Want to raise the IQ of the children of your community and your nation? Encourage fathers to live with their children and be actively engaged in their lives. Several years ago, the Canadian Journal of Behavioural Science released a study that joins with a multitude of other studies that point to the importance of fathers as a main ingredient in successful outcomes for children. This time the study looked specifically at IQ and behavior.
Here’s some of what it had to say:
For both boys and girls, fathers’ positive parental control predicted higher Performance IQ and fewer internalizing problems over six years later. These findings add to the increasing body of literature suggesting that fathers make important contributions to their children’s cognitive and behavioural functioning, and point to the benefits of developing policies that encourage fathers to spend time with their children…

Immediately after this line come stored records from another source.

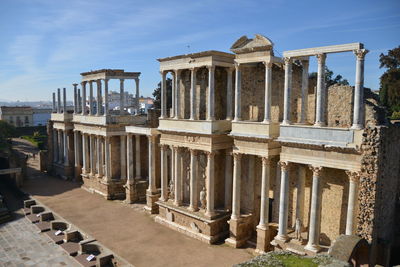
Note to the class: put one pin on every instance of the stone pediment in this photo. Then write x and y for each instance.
(246, 45)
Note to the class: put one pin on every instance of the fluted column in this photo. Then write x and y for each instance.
(83, 97)
(193, 181)
(92, 154)
(105, 97)
(228, 180)
(304, 91)
(58, 100)
(211, 93)
(354, 178)
(75, 97)
(163, 94)
(358, 111)
(287, 91)
(129, 157)
(315, 211)
(152, 158)
(265, 181)
(237, 174)
(100, 156)
(268, 92)
(238, 93)
(137, 158)
(90, 97)
(210, 184)
(137, 106)
(321, 92)
(193, 93)
(121, 96)
(99, 98)
(64, 100)
(178, 177)
(284, 202)
(54, 103)
(164, 172)
(107, 155)
(229, 94)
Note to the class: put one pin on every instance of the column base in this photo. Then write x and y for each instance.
(151, 205)
(263, 239)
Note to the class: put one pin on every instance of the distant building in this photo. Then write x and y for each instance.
(17, 116)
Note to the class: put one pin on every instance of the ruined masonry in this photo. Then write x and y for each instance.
(250, 151)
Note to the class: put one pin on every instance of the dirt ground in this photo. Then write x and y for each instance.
(125, 229)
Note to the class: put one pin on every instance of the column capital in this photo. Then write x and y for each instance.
(316, 170)
(360, 53)
(237, 155)
(354, 176)
(284, 165)
(266, 161)
(268, 64)
(321, 58)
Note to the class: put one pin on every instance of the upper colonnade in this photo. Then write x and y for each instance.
(321, 54)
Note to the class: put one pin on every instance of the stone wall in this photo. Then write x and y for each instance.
(379, 189)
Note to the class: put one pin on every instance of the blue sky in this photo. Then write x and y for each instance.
(45, 44)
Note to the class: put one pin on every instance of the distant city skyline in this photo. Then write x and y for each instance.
(46, 44)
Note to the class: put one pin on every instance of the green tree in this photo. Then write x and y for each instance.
(6, 131)
(330, 79)
(389, 91)
(157, 95)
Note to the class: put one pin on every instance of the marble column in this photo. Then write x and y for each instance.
(90, 97)
(83, 98)
(211, 93)
(92, 155)
(194, 192)
(54, 103)
(61, 146)
(354, 178)
(301, 183)
(58, 101)
(178, 177)
(193, 93)
(164, 172)
(55, 145)
(229, 94)
(238, 93)
(173, 108)
(137, 104)
(237, 175)
(107, 156)
(163, 94)
(358, 111)
(284, 202)
(177, 94)
(268, 92)
(228, 180)
(105, 97)
(210, 184)
(129, 159)
(137, 158)
(64, 100)
(321, 92)
(315, 211)
(265, 182)
(75, 98)
(121, 96)
(100, 155)
(152, 160)
(287, 91)
(77, 154)
(99, 98)
(304, 91)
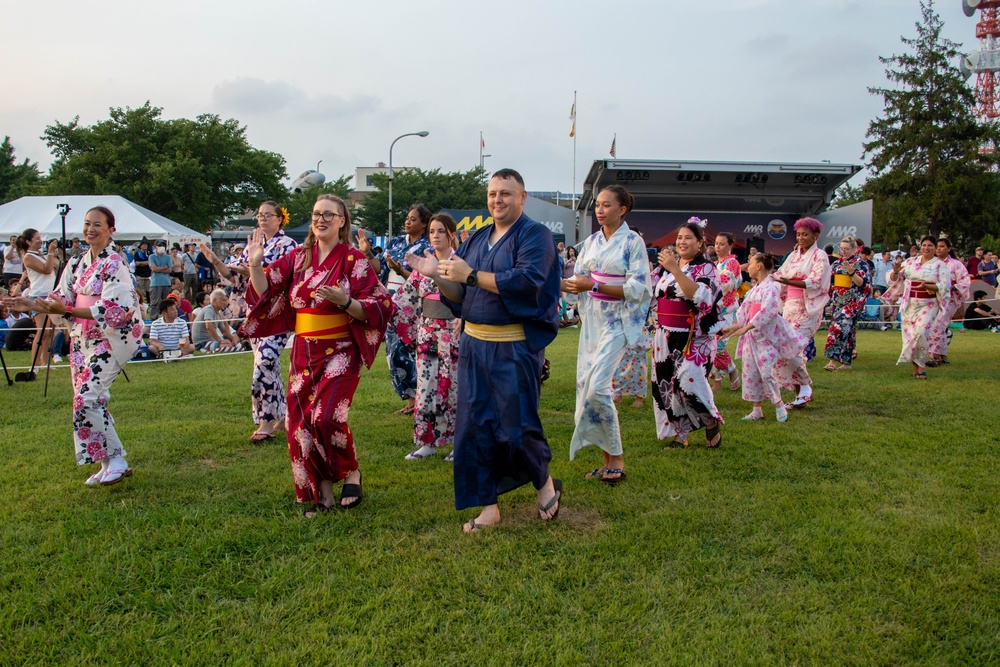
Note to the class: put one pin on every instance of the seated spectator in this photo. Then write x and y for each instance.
(168, 336)
(210, 332)
(979, 316)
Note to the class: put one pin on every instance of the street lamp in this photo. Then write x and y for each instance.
(422, 133)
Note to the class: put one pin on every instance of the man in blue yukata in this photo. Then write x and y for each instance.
(504, 281)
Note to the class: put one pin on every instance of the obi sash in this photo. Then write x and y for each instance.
(674, 313)
(917, 290)
(87, 301)
(321, 324)
(507, 333)
(606, 279)
(435, 310)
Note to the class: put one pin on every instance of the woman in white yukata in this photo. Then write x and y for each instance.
(806, 274)
(612, 281)
(96, 297)
(764, 338)
(922, 283)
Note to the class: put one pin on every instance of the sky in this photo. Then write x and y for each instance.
(742, 80)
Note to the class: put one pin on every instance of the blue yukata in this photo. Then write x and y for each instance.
(402, 367)
(607, 325)
(499, 442)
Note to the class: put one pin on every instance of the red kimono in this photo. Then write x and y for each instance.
(327, 353)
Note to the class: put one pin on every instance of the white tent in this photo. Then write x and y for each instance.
(132, 222)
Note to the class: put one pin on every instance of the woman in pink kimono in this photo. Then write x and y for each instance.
(424, 323)
(921, 283)
(806, 276)
(954, 302)
(96, 297)
(765, 338)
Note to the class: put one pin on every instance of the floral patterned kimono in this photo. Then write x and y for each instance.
(848, 301)
(803, 308)
(683, 352)
(771, 339)
(267, 392)
(918, 308)
(424, 322)
(398, 355)
(959, 294)
(730, 278)
(327, 352)
(607, 326)
(100, 347)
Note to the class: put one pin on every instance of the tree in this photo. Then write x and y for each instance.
(434, 189)
(16, 180)
(928, 173)
(299, 204)
(194, 172)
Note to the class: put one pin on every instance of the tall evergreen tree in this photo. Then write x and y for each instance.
(928, 174)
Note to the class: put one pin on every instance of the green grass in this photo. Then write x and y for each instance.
(864, 531)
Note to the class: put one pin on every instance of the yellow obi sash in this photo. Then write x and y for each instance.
(507, 333)
(842, 280)
(322, 324)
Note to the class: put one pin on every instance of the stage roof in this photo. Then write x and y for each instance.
(705, 187)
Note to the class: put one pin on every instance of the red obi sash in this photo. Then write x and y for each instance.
(674, 313)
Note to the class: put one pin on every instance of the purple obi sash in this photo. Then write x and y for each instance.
(674, 313)
(606, 279)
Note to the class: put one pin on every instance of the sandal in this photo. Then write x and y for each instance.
(553, 501)
(351, 491)
(711, 433)
(613, 480)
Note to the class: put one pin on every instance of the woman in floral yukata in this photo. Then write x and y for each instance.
(327, 292)
(730, 276)
(95, 296)
(851, 281)
(423, 322)
(806, 275)
(764, 338)
(687, 314)
(267, 391)
(921, 283)
(611, 278)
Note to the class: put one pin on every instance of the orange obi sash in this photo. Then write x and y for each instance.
(842, 280)
(674, 313)
(322, 324)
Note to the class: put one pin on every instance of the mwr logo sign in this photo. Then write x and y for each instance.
(840, 231)
(777, 229)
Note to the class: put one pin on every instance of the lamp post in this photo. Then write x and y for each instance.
(422, 133)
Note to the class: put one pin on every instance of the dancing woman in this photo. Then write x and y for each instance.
(806, 275)
(267, 391)
(684, 345)
(96, 298)
(922, 283)
(730, 277)
(764, 338)
(953, 302)
(612, 281)
(327, 292)
(851, 278)
(424, 322)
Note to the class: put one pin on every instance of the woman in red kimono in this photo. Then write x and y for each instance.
(327, 293)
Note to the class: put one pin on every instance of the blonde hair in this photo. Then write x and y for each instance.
(345, 231)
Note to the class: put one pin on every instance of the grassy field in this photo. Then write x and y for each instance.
(862, 532)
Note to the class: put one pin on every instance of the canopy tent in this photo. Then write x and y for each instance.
(132, 222)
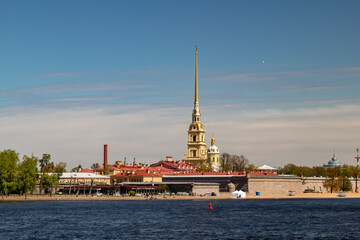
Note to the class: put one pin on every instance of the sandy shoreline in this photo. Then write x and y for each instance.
(16, 198)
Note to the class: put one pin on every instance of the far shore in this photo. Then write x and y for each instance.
(17, 198)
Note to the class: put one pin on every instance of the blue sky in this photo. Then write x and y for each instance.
(278, 80)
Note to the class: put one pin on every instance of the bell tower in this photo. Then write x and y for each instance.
(196, 152)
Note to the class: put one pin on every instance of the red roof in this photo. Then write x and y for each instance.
(86, 170)
(137, 173)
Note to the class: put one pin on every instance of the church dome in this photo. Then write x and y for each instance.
(333, 162)
(196, 126)
(213, 149)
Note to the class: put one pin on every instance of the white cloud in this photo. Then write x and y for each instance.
(275, 137)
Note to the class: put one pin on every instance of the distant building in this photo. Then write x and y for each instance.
(83, 178)
(333, 162)
(135, 176)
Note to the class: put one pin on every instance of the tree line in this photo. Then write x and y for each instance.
(337, 178)
(21, 176)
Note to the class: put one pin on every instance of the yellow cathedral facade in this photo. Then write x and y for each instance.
(197, 153)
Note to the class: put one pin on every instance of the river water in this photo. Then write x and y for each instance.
(177, 219)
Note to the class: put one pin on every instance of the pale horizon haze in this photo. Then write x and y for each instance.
(278, 80)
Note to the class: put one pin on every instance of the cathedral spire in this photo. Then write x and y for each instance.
(196, 100)
(196, 112)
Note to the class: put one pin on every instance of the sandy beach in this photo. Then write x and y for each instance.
(159, 197)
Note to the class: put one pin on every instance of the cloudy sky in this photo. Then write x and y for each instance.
(279, 80)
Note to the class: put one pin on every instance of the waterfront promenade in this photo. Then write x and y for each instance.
(160, 197)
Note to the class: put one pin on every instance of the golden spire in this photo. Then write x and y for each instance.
(196, 112)
(196, 100)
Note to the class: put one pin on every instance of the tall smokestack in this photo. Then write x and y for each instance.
(105, 156)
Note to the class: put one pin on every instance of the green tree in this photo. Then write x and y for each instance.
(49, 182)
(45, 167)
(95, 166)
(27, 174)
(8, 171)
(233, 162)
(355, 173)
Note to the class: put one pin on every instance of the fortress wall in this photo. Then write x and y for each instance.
(274, 185)
(316, 183)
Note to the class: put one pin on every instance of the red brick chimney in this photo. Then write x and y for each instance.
(105, 156)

The study acknowledges the myriad of problems associated with single parent homes – over 90 percent of them headed by mothers – and the study also points out “that fathers’ presence in middle childhood and early control might be important for children’s later cognitive and behavioural functioning for reasons other than fathers’ income contribution to the family, even among socioeconomically at-risk families.”
In other words, fathers contribute far more than just a paycheck.
It would seem that if governments were interested in having students who are better behaved – not to mention having higher IQs – they would promote stable man/woman marriage and engaged fatherhood. Why is it that the most obvious solutions are the ones that are so often ignored.